Andy Robinson was today expected to announce whether he is applying for the Scotland job.
The former England boss is back from a holiday in France, which he revealed he would use to consider putting his name forward to succeed Frank Hadden, who stepped down almost two weeks ago.
Edinburgh head coach Robinson names his side for Friday’s Magners League clash with Leinster this afternoon, when he will make his first public appearance since returning to the country.
And with the deadline for applications now less than a week away, the 45-year-old bookies’ favourite knows it is decision time.
The biggest obstacle to Robinson landing the job has been removed after Glasgow boss Sean Lineen revealed he would not be applying and threw his weight behind his inter-city counterpart.
“I would be amazed if he didn’t (apply),” Lineen said yesterday.

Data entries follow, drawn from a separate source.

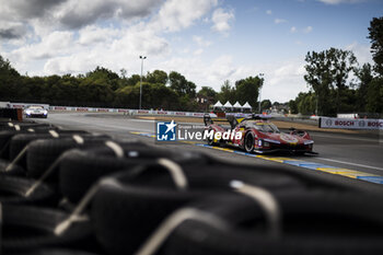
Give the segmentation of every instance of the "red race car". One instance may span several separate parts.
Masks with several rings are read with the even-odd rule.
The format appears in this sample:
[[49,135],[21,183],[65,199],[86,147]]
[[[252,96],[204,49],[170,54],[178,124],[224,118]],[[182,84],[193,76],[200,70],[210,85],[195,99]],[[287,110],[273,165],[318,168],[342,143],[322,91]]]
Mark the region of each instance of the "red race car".
[[[288,151],[297,154],[316,154],[313,152],[314,141],[309,132],[293,128],[289,134],[281,132],[276,125],[258,115],[248,118],[235,118],[231,115],[227,116],[227,119],[214,120],[206,115],[204,121],[208,132],[206,140],[210,146],[229,144],[256,153]],[[218,125],[214,121],[225,121],[230,126]]]

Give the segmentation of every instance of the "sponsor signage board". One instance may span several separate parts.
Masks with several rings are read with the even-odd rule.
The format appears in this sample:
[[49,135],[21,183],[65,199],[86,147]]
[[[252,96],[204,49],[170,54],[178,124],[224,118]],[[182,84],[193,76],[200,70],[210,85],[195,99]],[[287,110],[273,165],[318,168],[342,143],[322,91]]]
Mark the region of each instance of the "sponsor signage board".
[[321,117],[320,128],[383,130],[383,119],[327,118]]

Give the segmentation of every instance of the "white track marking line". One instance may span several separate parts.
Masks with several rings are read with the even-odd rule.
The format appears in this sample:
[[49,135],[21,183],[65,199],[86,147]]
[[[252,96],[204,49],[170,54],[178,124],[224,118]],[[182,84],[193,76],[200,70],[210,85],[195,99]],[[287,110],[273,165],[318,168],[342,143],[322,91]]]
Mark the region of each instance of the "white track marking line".
[[330,161],[330,162],[336,162],[336,163],[341,163],[341,164],[356,165],[356,166],[361,166],[361,167],[365,167],[365,169],[372,169],[372,170],[380,170],[380,171],[383,171],[382,167],[371,166],[371,165],[365,165],[365,164],[357,164],[357,163],[351,163],[351,162],[347,162],[347,161],[332,160],[332,159],[325,159],[325,158],[316,158],[316,159],[318,159],[318,160],[325,160],[325,161]]
[[369,141],[369,142],[376,142],[379,143],[379,136],[376,139],[369,139],[369,138],[353,138],[353,137],[343,137],[343,136],[324,136],[324,135],[317,135],[312,134],[312,136],[315,137],[325,137],[325,138],[337,138],[337,139],[344,139],[344,140],[356,140],[356,141]]

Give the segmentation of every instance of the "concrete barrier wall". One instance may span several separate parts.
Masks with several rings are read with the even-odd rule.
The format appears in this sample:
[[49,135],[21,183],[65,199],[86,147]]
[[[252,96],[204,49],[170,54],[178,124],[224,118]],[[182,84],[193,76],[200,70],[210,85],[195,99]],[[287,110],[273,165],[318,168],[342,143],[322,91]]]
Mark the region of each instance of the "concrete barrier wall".
[[383,119],[372,118],[328,118],[321,117],[320,128],[341,128],[359,130],[383,130]]

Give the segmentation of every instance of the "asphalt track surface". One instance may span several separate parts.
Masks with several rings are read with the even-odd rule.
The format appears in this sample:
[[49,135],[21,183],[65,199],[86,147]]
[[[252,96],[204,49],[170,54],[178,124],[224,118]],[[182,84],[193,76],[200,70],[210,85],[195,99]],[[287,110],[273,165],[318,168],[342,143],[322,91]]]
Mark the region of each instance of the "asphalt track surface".
[[339,185],[358,187],[361,192],[383,194],[383,137],[379,132],[365,136],[311,131],[315,141],[314,151],[318,155],[257,155],[234,148],[207,147],[206,142],[155,142],[153,120],[123,115],[49,113],[47,119],[36,120],[62,128],[106,134],[117,140],[140,140],[164,149],[198,150],[224,161],[289,167],[332,179]]

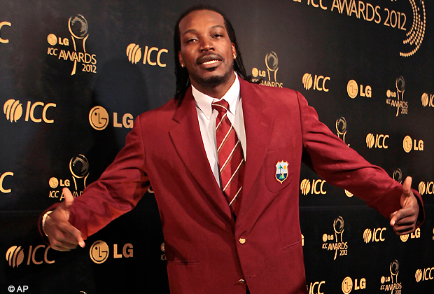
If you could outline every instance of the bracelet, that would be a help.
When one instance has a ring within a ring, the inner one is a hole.
[[[50,210],[50,211],[47,211],[45,213],[45,214],[43,215],[43,216],[42,217],[42,231],[43,232],[43,233],[46,234],[46,236],[48,237],[48,235],[47,234],[47,233],[46,232],[46,230],[44,229],[44,227],[46,225],[46,220],[47,220],[47,217],[48,216],[48,215],[50,214],[51,214],[52,212],[52,210]]]

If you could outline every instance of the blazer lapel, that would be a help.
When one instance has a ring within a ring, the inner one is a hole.
[[[173,118],[178,124],[169,134],[179,156],[211,203],[230,218],[230,209],[216,181],[205,153],[191,87]]]
[[[240,214],[244,214],[254,202],[249,192],[257,181],[258,174],[264,164],[265,153],[270,145],[273,118],[262,113],[264,102],[258,96],[248,82],[240,79],[241,97],[246,139],[246,172],[243,185],[243,196]]]

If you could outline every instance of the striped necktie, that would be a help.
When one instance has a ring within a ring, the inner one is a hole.
[[[244,178],[244,156],[241,142],[227,112],[229,104],[224,99],[214,102],[213,109],[218,111],[216,120],[217,153],[221,189],[235,216],[239,211]]]

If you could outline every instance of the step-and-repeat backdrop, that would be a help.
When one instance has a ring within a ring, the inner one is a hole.
[[[62,200],[63,187],[79,197],[133,120],[173,97],[174,26],[197,3],[0,0],[2,293],[169,293],[152,190],[85,248],[54,251],[36,221]],[[434,290],[434,4],[201,3],[227,13],[255,79],[301,92],[350,147],[396,181],[412,176],[425,202],[424,225],[400,237],[363,201],[303,166],[308,293]]]

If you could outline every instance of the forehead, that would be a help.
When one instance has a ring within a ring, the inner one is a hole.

Former Scotland centre Lineen, who has worked alongside Robinson as a coach in the international set-up, added: “He’s great; he’s very hands on.
“I’ve learned a lot from him from doing one on ones with the players.
“He knows a lot about the game, is very, very enthusiastic about the game and very passionate about rugby and about his team – whatever it is – winning and getting the best from the players.”
While Robinson might now appear the only viable candidate, the Scottish Rugby Union were keen to avoid a coronation and advertised for the position.
Lineen agreed with that decision, saying: “Obviously, it’s got to be worldwide; you’ve got to go through the procedures and who knows what that throws up?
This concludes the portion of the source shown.